Assume the circle's center is at (0, 0) and, thus, has the simple circle formula of x^2 + y^2 = radius^2, where the x^2 notation is "x squared." Assume that the circle has a radius of 10 and the desired tangent at the x, y coordinates is (6, 8).
Apply the formula to computer the tangent to a curve, which is y - y0 = m(x - x0), where x0, y0 are the coordinates of the tangent point and m is the slope of the tangent line.
Compute "m," which is the slope of the tangent line, by deriving the equation x^2 + y^2 = radius^2. Using the radius = 10, the equation reads x^2 + y^2 = 100. The derivative with respect to x becomes 2x + 2y(dy / dx) = 0. Using algebra to simplify, this becomes 2y(dy / dx) = -2x, then dy / dx = -2x / 2y and finally dy / dx = -x / y.
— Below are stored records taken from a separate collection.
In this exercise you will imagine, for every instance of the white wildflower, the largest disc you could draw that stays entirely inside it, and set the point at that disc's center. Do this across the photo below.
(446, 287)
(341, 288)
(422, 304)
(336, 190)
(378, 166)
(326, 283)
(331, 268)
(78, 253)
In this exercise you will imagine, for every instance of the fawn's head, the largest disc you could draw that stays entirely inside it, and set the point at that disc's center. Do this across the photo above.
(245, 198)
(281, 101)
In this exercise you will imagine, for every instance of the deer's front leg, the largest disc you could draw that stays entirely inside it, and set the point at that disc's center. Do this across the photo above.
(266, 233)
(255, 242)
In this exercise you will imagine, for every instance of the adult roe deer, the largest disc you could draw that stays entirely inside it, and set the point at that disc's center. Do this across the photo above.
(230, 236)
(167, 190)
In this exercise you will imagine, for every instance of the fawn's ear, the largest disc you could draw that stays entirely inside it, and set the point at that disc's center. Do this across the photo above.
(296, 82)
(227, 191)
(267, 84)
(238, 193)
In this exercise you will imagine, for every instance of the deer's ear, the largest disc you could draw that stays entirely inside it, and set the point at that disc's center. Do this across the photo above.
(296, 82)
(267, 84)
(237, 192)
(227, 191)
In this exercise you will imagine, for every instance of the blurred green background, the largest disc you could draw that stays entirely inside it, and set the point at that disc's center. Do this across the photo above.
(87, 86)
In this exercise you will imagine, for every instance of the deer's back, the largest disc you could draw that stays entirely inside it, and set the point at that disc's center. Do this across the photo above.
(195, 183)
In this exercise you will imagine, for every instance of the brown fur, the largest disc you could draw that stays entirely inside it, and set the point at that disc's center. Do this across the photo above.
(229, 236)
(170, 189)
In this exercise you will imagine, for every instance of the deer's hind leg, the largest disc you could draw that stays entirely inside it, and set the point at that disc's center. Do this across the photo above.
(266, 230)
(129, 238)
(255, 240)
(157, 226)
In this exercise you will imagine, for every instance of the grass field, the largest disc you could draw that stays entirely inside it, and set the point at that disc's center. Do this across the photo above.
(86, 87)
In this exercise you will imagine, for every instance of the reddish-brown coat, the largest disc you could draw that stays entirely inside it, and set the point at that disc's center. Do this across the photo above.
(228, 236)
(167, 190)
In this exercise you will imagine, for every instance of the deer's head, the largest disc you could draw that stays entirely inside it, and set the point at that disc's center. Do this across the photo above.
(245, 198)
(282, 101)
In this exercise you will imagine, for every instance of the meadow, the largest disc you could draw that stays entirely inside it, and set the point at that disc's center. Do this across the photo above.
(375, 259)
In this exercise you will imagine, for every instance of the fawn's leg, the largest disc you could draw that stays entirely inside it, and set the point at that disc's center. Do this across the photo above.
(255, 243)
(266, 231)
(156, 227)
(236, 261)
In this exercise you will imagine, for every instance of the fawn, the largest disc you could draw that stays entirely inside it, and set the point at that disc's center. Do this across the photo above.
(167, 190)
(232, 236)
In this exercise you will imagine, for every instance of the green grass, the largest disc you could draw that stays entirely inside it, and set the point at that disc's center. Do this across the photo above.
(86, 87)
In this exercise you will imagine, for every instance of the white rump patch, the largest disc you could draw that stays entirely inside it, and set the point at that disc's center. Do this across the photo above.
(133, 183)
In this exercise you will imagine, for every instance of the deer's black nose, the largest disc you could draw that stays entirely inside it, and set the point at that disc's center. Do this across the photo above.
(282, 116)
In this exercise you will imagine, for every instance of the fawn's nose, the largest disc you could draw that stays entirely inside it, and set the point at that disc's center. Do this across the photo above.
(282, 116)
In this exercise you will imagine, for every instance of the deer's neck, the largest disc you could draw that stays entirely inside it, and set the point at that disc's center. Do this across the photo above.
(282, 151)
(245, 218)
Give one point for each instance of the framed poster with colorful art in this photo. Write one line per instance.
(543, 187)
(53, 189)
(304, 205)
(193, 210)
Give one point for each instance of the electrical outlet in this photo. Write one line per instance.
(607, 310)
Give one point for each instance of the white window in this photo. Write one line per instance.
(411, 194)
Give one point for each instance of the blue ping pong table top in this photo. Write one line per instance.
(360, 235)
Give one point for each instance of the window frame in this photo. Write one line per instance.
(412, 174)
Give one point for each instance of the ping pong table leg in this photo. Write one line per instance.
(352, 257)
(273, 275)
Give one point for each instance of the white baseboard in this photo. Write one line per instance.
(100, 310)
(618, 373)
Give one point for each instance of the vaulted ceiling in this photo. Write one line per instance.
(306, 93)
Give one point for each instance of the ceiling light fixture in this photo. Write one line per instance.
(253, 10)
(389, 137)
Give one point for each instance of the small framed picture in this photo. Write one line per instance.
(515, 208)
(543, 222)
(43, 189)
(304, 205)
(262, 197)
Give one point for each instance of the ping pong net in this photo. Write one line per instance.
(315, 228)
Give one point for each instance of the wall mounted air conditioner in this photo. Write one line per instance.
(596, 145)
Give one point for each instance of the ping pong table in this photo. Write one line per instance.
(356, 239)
Hence, the final slope is found by inserting the x, y coordinates (6, 8) into the equation and solving to find -6 /8, which simplifies to -3/4.
Apply all the values that have been computed into the tangent formula y - y0 = m(x - x0), so y - 8 = (-3/4)(x - 6), which simplifies to 4y - 32 = -3x + 18. This equation then becomes 4y + 3x = 50, which ultimately reveals that the tangent equation as 3x + 4y - 50 = 0.